4. For a chewier, more traditional jerky, slice the meat with the grain as shown in the adjoining photo.

5. Slice the meat across the grain as you would when carving a roast if you prefer a less chewy jerky.

6. You can leave the slabs as is or slice them 1/4" (0.65 cm) thick x 1-2" (2.5-5 cm) wide x 6-10" x (15-25 cm) long.

7. It’s important to cut the meat to a uniform thickness so it will finish drying at about the same time.
 
8. Combine marinade ingredients with  meat strips; making sure they are covered with liquid; refrigerate overnight.

9. Next day, arrange the meat strips on drying racks, leaving enough space to allow sufficient air circulation.

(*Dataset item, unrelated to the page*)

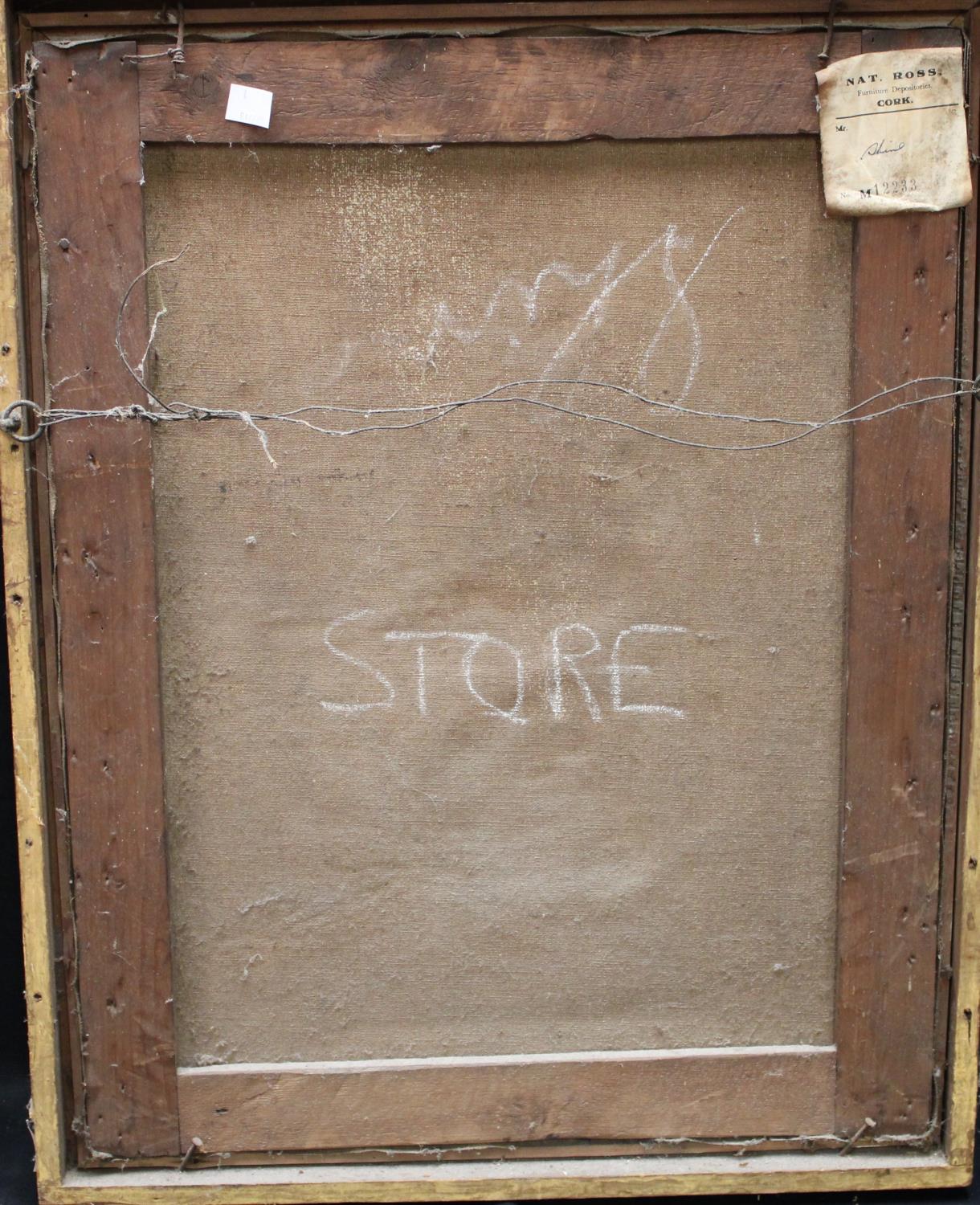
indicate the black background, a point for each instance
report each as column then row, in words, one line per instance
column 16, row 1147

10. Dry meat strips at 145°F (63°C) for 7-12 hours. The finished jerky should bend or crack but not break when bent.
 
11. The hard work is done and it’s time to enjoy the finished product with your family and friends.
Bon appetite!
 
12. Store jerky in clean jars or plastic bags, checking frequently for mold. Or vacuum seal  and freeze up to 1 year.

Safe handling Tips
With a growing interest in home jerky making, it becomes increasing important to practice precautionary safety measures . As previously stated, the hot pickle preparation method of precooking the meat to a temperature of 160° F (70°C) prior to drying, helps to provide protection against the survival of  harmful  bacteria.

But there’s also a number of other important safe handling and preparation practices you should be aware of as you enter into the exciting business of home jerky making. By adhering to these eight simple guidelines, you will have a leg up about the concerns of food safety, and know that the product you produce will be safe enough for your family and friends.

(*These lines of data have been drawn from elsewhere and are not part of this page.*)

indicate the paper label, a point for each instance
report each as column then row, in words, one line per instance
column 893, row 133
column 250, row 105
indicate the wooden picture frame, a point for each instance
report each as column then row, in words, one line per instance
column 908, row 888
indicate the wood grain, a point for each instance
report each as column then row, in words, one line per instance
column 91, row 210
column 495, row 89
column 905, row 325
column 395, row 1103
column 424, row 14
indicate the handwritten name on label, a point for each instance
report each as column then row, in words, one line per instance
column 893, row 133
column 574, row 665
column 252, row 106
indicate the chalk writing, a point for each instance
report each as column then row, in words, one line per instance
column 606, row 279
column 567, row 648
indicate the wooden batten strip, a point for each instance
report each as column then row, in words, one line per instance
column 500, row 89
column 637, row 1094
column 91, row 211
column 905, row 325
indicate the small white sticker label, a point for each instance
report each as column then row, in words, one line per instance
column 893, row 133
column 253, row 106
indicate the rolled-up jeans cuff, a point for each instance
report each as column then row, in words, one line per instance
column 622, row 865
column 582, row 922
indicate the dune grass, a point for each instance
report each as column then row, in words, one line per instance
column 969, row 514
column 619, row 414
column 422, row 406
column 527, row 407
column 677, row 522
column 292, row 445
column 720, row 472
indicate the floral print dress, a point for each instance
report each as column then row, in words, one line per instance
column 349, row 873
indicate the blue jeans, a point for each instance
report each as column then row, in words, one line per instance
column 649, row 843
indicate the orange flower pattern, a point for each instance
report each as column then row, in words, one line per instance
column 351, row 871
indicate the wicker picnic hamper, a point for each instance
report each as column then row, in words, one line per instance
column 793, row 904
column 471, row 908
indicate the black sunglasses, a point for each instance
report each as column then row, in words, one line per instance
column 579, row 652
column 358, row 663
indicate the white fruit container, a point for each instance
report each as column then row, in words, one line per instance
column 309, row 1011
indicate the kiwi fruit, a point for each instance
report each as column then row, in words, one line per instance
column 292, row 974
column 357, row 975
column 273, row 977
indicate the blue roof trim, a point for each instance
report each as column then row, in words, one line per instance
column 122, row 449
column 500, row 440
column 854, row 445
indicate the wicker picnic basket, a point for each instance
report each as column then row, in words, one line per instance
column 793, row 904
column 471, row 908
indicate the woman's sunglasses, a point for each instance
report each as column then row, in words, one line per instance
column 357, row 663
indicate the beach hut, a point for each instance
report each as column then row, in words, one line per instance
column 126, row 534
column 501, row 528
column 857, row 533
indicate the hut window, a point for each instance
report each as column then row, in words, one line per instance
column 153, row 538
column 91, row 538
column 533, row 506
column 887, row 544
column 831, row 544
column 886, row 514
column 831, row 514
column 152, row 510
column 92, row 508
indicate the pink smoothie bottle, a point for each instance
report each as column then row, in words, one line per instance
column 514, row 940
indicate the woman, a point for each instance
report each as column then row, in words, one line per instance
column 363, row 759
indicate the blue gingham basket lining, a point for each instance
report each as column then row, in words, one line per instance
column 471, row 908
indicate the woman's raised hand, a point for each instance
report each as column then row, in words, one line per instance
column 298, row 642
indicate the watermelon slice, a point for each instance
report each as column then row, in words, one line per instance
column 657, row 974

(1) Prior to making jerky, mix one tablespoon of bleach to one gallon of cold water. Sanitize the entire work area (all surfaces that will come in contact with the meat), including bowls, tubs, measuring utensils, knives and cutting boards with the bleach mixture. Allow all working surfaces and equipment to air dry before using.

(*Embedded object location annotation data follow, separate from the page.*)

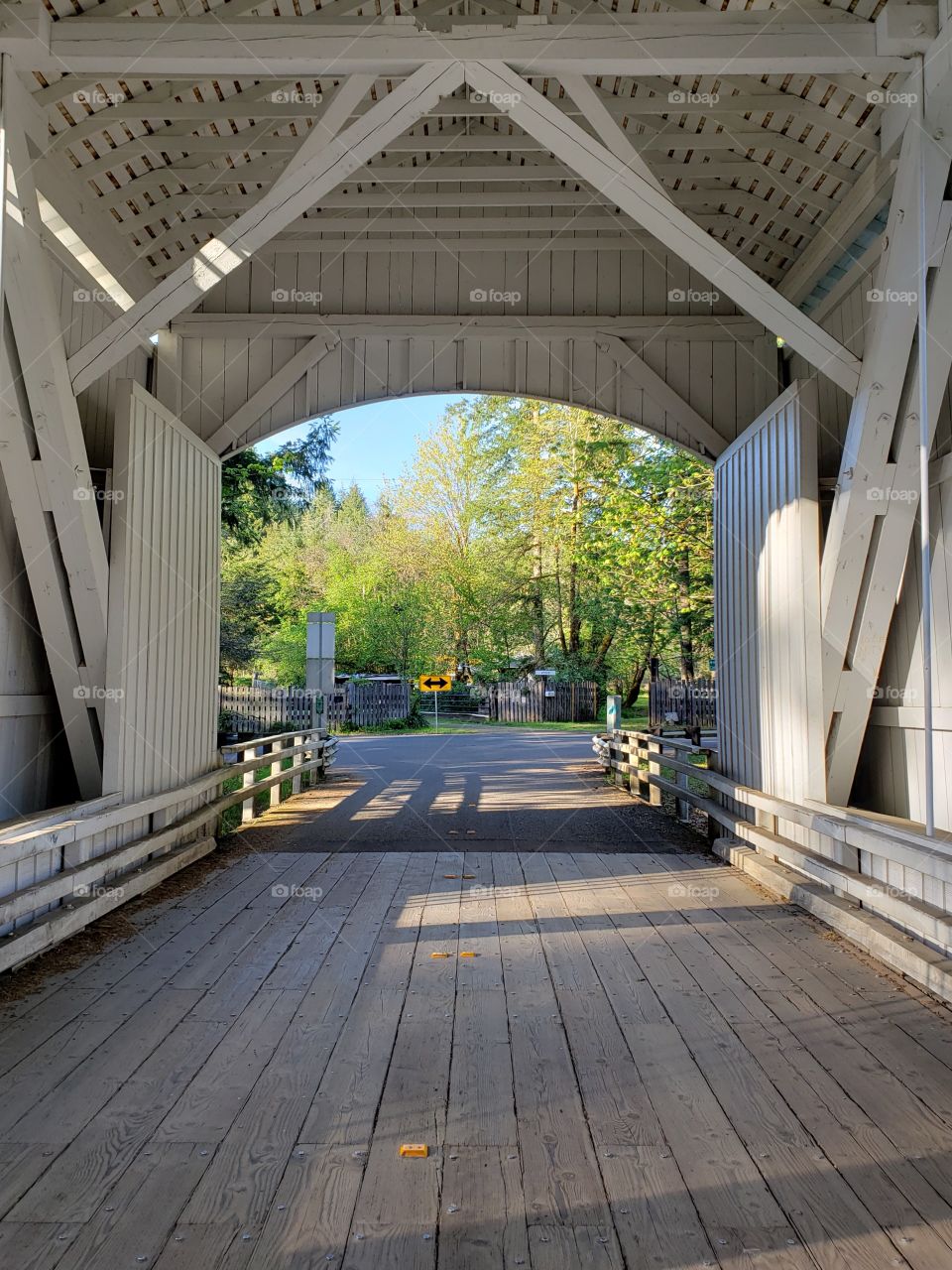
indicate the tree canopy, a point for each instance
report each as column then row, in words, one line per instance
column 525, row 534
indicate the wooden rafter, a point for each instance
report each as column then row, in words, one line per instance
column 660, row 217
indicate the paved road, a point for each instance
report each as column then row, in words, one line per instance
column 494, row 789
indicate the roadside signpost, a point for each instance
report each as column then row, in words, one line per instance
column 435, row 684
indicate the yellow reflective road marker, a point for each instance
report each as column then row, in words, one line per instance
column 434, row 684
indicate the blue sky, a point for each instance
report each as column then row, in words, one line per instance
column 377, row 440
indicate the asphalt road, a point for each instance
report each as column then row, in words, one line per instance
column 494, row 789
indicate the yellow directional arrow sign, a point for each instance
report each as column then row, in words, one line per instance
column 435, row 683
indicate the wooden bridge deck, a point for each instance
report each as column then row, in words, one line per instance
column 647, row 1064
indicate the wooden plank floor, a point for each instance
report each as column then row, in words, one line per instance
column 645, row 1062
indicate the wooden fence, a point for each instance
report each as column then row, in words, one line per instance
column 542, row 702
column 254, row 711
column 844, row 866
column 71, row 865
column 684, row 703
column 367, row 703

(2) Wash your hands in hot soapy water before and after handling any raw meat.

(3) Raw jerky meat should be stored at 36-40°F (2-4°C) prior to it being processed. Furthermore, double check the cooling unit to make certain it maintains a steady 36-40°F (2-4°C).

(4) Given the fact that bacteria grows rapidly above 40°F (4°C), frozen meat should be thawed slowly in a refrigerator or cooler and not at room temperature.

(5) When you marinade jerky meat it should be done in a controlled cooler or refrigerator between 36-40°F (2-4°C). Do not save or reuse jerky marinade once it has been used, doing so could prove deadly.

(6) To avoid food-borne illnesses, caused by Salmonella and E-coli bacteria, it’s important to cook, or dry, all jerky and snack stick products to 160°F (70°C). This includes wild game (deer, elk, moose, antelope, caribou and bear) as well as domestic meats such as beef, pork, lamb, poultry, etc.

(7) Make sure to use a reliable thermometer throughout the heating/drying process to ensure the meat reaches the correct internal temperature. The USDA recommends 160°F (70°C).

(8) The use of curing salt is vital to jerky making because it changes the osmotic pressure in the meat batter, which in turn inhibits the growth of harmful bacteria. See more about cures on pages 44-46.